Personal Hypertext Report #11

Looks like C++ doesn’t come with built-in streams that can be navigated in reverse direction, as the default principle is to optimize for speed, and if data is read in forward direction and optimized by reading larger blocks + buffering them, std::istream::unget() may fail in proceeding before the current buffer block. Changing direction back and forth might result in throwing away an entire buffer block and having to read in another chunck, which defies attempts to optimize for speed, especially if those operations occur between buffer limits and there’s no smartness built in to deal with dynamic buffer sizes. I have to either verify that std::istream::unget() can always go back to the beginning of the data source (which is unlikely, because it may be possible with some stream implementations and fail with others, for example data that arrived over the network) or have to come up with my own stream interface and implementation for a file source which likely may not be too optimized in terms of reading block chunks. I could also limit the stream type to file streams, but I would want to avoid that, if possible, so data can come from other places as well as long as they’re not exclusively forward-directional.
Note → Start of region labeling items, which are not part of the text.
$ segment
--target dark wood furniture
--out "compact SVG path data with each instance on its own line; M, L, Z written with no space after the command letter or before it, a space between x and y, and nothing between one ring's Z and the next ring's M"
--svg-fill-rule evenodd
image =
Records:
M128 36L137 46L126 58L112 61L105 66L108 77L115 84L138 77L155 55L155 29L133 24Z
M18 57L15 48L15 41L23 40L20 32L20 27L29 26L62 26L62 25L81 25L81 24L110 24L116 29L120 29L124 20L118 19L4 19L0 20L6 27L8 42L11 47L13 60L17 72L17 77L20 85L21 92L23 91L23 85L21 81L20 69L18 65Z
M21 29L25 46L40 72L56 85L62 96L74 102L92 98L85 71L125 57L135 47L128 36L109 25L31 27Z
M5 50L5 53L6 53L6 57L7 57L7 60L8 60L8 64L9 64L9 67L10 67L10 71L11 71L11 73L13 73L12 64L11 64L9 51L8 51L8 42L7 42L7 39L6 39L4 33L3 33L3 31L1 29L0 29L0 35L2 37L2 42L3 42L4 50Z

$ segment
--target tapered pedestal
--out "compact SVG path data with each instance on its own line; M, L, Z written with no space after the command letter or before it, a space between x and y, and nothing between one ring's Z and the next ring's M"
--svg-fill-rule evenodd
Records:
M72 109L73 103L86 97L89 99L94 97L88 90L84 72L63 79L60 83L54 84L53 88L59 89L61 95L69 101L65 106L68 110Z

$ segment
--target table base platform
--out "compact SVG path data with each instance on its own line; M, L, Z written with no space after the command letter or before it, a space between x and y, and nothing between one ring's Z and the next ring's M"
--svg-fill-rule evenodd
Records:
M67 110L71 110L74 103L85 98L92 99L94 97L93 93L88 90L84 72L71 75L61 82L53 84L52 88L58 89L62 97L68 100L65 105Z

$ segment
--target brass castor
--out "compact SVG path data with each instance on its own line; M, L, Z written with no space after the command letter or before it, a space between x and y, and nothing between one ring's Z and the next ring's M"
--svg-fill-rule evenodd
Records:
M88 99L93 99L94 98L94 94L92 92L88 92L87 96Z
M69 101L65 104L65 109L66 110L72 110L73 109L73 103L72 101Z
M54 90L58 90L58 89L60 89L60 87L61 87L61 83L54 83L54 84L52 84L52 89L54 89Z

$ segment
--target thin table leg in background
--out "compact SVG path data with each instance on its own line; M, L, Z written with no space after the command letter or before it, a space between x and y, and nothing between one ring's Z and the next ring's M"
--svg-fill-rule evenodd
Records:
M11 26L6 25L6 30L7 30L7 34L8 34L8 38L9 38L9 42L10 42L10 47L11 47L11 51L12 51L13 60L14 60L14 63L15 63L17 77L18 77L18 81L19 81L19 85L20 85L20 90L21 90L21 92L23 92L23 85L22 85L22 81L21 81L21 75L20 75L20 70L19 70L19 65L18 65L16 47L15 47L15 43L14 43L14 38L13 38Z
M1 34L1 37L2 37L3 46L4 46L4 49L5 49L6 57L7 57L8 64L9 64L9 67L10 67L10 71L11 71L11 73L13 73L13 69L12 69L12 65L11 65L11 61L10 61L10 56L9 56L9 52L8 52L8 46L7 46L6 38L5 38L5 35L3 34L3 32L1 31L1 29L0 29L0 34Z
Introducing a new abstract stream class might be worth the effort for the „Reverse Streaming API for XML“: when porting to Java, Java’s streams might not have this limitation, and it can’t be worse than JavaScript with no notion of streams whatsoever (as encountered with the JsStAX port).

Another cheap solution would be to use the recently updated change_instructions_executor_1 that generates a separate file for every change instruction, and if I would also add some separate file that exports the instruction(s), I could navigate back and forth between those files as specified by the change_instructions_executor_1 result information file. But this would require such files to be copied locally (not to rely on any change_instructions_executor_1 output that might be subject to change or removal), and the need to have that many files around for a longer period of time isn’t particulary better than keeping an exclusive lock on a change instruction file because the stream is currently reading it. In general, this option would make use of other existing tools of the system, which is a favorable property, but then we’re in a GUI tool and not necessarily in a workflow anyway and the change_instructions_executor_1 could also still change in major ways (not that this would be a problem, but something to consider).

This text is licensed under the GNU Affero General Public License 3 + any later version and/or under the Creative Commons Attribution-ShareAlike 4.0 International. See the history of how this text developed.

What’s the “Symbol” Tool?

Symbols are abstractions that are intended to act as (mental) substitutions for the real thing. As atomic entities in information encoding and communication, they can’t be manipulated without diverting the reference from the thing they were substituting to substituting for something else. If it’s about fiddling with the reference, it’s usually cheaper and easier to just create another symbol instead of trying to manipulate existing ones. The value/usefulness of a symbol is defined by its function as a disambiguation, in contrast to all the other symbols or useless noise.

There are many symbol conventions and media. Signs, sounds, words are just a few of them. Individual, abstract characters/letters are symbols themselves, but in dealing with symbols, we rarely read on the character level, but on the word level to identify its symbolic meaning. Text manipulation on the character level as opposed to text manipulation at the word level is rarely about manipulating symbols, because changing individual characters most of the time switches to a different word symbol and doesn’t do anything to the character as a symbol itself. Characters are the atomic encoding format/convention to construct textual symbols. Characters are atomic in the information encoding scope, but the symbol scope is one level above mere encoding concerns. The atomic entity for textually encoding a symbol is a word. As we can’t really manipulate a word symbol, as text is a series of word symbols, what we do most of the time is to manipulate the composition of word symbols within a text series.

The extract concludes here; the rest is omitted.